Do you know about what your pit temps were? I'm surprised you shielded the meat with heat absorbing (not merely deflecting) brick. 10 hours seems a bit long for only 3lbs, but would explain it I suppose. Cold outside where you are?
Looks awesome and tasty!
Hi, the temperature in the pit was around 230 - 248 degrees but after three hours when the meat reached 150 i had a stall so i waited almost two hours but nothing happened. After that i decided to go on with foil but when i was foiling the meat the temperature dropped to 140 degrees so when i putted it back in the pit i took me an other half hour for rising. If it wasn't for this inconvenience i think i could have done in 6-8 hours.
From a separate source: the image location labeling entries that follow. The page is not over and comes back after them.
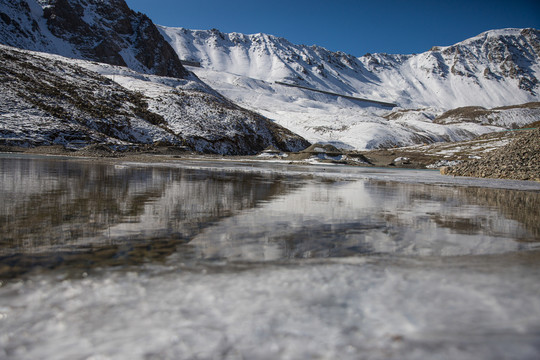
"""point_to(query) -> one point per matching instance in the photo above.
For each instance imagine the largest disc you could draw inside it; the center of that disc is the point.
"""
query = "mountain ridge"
(508, 56)
(104, 31)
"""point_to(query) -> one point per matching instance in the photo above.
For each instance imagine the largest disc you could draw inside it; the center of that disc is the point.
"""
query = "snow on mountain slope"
(48, 99)
(496, 68)
(100, 30)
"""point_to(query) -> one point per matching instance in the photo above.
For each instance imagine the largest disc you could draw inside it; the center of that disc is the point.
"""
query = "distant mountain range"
(148, 96)
(496, 68)
(118, 82)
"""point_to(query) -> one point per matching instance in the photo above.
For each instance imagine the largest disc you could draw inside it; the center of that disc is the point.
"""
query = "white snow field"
(477, 72)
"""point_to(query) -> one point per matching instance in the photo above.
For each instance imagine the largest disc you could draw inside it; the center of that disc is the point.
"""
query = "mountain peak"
(104, 31)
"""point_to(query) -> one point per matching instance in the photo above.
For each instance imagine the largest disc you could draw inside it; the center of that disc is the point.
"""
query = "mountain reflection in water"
(82, 213)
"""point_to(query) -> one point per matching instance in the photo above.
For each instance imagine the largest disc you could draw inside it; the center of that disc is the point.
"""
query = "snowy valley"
(494, 69)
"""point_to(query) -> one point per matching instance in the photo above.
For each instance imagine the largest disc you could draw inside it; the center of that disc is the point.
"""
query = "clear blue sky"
(354, 27)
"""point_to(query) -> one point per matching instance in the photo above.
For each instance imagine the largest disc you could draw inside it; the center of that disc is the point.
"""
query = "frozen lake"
(225, 260)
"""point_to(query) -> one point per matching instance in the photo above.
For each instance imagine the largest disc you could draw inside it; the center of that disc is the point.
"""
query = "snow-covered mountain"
(48, 99)
(113, 79)
(106, 31)
(496, 68)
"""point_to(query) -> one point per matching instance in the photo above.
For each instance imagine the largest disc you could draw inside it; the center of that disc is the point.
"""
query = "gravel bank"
(519, 160)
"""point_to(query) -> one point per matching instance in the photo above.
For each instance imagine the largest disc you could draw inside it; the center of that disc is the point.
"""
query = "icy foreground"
(494, 69)
(225, 260)
(370, 309)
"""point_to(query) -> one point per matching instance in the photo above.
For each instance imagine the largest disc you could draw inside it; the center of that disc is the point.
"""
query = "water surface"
(227, 260)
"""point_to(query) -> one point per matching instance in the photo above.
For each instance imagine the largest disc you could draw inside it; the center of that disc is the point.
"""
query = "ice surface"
(349, 309)
(282, 262)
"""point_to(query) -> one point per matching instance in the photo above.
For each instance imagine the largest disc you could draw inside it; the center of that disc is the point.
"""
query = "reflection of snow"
(360, 215)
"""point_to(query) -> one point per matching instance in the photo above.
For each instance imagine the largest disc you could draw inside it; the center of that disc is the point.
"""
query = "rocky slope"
(518, 160)
(47, 99)
(106, 31)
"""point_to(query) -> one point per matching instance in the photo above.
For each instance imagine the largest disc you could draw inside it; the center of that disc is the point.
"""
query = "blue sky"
(354, 27)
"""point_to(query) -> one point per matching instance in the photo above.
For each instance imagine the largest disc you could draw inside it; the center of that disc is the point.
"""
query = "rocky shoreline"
(519, 160)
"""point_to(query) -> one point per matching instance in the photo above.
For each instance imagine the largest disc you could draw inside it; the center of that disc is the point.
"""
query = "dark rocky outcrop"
(105, 31)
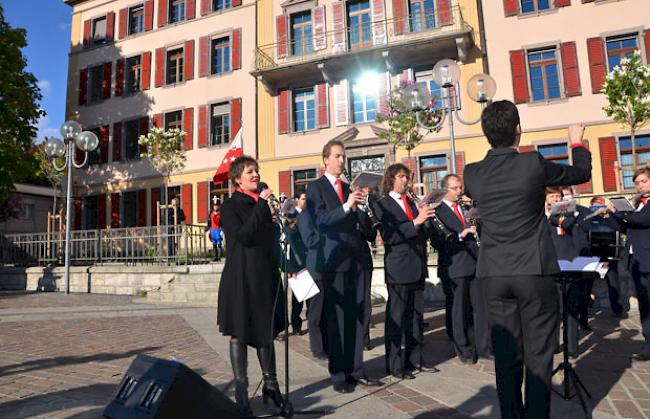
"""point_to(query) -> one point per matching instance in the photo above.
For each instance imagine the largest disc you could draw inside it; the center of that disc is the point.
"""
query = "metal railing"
(180, 244)
(395, 31)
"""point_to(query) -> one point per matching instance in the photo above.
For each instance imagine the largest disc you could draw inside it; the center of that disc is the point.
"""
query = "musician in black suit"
(636, 224)
(405, 267)
(457, 265)
(517, 262)
(344, 263)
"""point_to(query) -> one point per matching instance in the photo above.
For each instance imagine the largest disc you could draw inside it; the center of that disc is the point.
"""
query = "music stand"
(571, 378)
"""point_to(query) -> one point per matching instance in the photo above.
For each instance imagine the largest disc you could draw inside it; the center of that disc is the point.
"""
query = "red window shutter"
(103, 144)
(283, 112)
(83, 86)
(519, 76)
(586, 187)
(187, 202)
(511, 7)
(162, 13)
(281, 28)
(235, 117)
(110, 26)
(145, 83)
(236, 49)
(189, 60)
(106, 83)
(205, 7)
(155, 199)
(608, 160)
(204, 56)
(284, 178)
(101, 211)
(119, 77)
(148, 15)
(142, 207)
(570, 69)
(202, 202)
(597, 69)
(188, 125)
(124, 17)
(399, 15)
(323, 108)
(160, 66)
(87, 30)
(191, 9)
(117, 141)
(203, 126)
(444, 12)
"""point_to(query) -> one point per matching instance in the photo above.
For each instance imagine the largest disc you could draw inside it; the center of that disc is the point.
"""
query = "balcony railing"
(182, 244)
(374, 35)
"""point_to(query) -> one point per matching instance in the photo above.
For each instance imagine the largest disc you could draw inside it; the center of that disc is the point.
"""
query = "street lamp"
(55, 148)
(446, 73)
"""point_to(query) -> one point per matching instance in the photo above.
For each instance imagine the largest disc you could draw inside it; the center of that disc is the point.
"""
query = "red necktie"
(457, 211)
(407, 209)
(339, 190)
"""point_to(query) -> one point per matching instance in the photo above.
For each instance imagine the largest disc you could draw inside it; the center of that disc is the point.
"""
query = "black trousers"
(523, 315)
(345, 309)
(404, 315)
(468, 297)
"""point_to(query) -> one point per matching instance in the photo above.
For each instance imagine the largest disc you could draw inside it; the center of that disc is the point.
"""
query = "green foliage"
(19, 110)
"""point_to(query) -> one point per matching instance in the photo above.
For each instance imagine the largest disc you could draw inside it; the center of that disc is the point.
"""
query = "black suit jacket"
(456, 258)
(343, 236)
(405, 257)
(508, 188)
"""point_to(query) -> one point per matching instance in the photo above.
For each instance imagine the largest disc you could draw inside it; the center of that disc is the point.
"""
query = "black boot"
(239, 361)
(271, 389)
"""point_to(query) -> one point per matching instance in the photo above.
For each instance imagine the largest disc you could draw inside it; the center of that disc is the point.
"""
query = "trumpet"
(433, 222)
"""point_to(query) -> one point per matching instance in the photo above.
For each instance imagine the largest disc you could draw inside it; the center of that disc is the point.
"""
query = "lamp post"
(446, 73)
(55, 148)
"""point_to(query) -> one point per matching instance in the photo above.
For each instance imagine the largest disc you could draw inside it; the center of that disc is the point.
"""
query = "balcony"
(391, 44)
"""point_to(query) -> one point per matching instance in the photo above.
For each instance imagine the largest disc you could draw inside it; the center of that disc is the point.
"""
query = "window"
(133, 74)
(642, 151)
(359, 26)
(301, 178)
(99, 30)
(301, 34)
(176, 11)
(220, 124)
(220, 55)
(619, 48)
(432, 170)
(175, 64)
(136, 19)
(530, 6)
(544, 77)
(131, 135)
(95, 84)
(557, 153)
(421, 15)
(304, 110)
(365, 92)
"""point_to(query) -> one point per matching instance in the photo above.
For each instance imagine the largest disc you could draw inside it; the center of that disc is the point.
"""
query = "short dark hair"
(327, 148)
(238, 165)
(388, 180)
(499, 122)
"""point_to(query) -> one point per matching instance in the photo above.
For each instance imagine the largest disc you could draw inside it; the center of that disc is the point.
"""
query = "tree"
(627, 89)
(19, 109)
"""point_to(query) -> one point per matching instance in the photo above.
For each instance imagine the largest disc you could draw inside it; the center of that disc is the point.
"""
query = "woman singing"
(250, 307)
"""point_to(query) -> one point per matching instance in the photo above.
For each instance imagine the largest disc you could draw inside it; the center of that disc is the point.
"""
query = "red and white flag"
(233, 152)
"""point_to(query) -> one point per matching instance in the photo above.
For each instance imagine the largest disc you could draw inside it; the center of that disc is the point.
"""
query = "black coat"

Yes i use bricks for absorbing heat becouse i dont have a SnS yet.
The weather was around 62 degrees.
Any suggestions or advice for my next cooking? Thanks.
Try it without the brick. That 230-250 temp did not reach the meat.
Don't be worried about burning or overcooking that lump of meat with a snake. Won't happen. Pork is both more forgiving of heat AND that lump is it's own huge heat sink, distributing heat slowly to the opposite side of the meat. Also, the kettle naturally evens the heat more than you might think at LOW temperatures.
Might be able to "power through" the stall with higher pit temp, and I like the foil idea for that although I don't know how popular that method is? I guess it depends on when dinner is served.
I think another option is to go hotter/shorter, approximately 275 and then finish hotter, more like 210 internal. All of that is made more challenging with heat sinks absorbing fuel.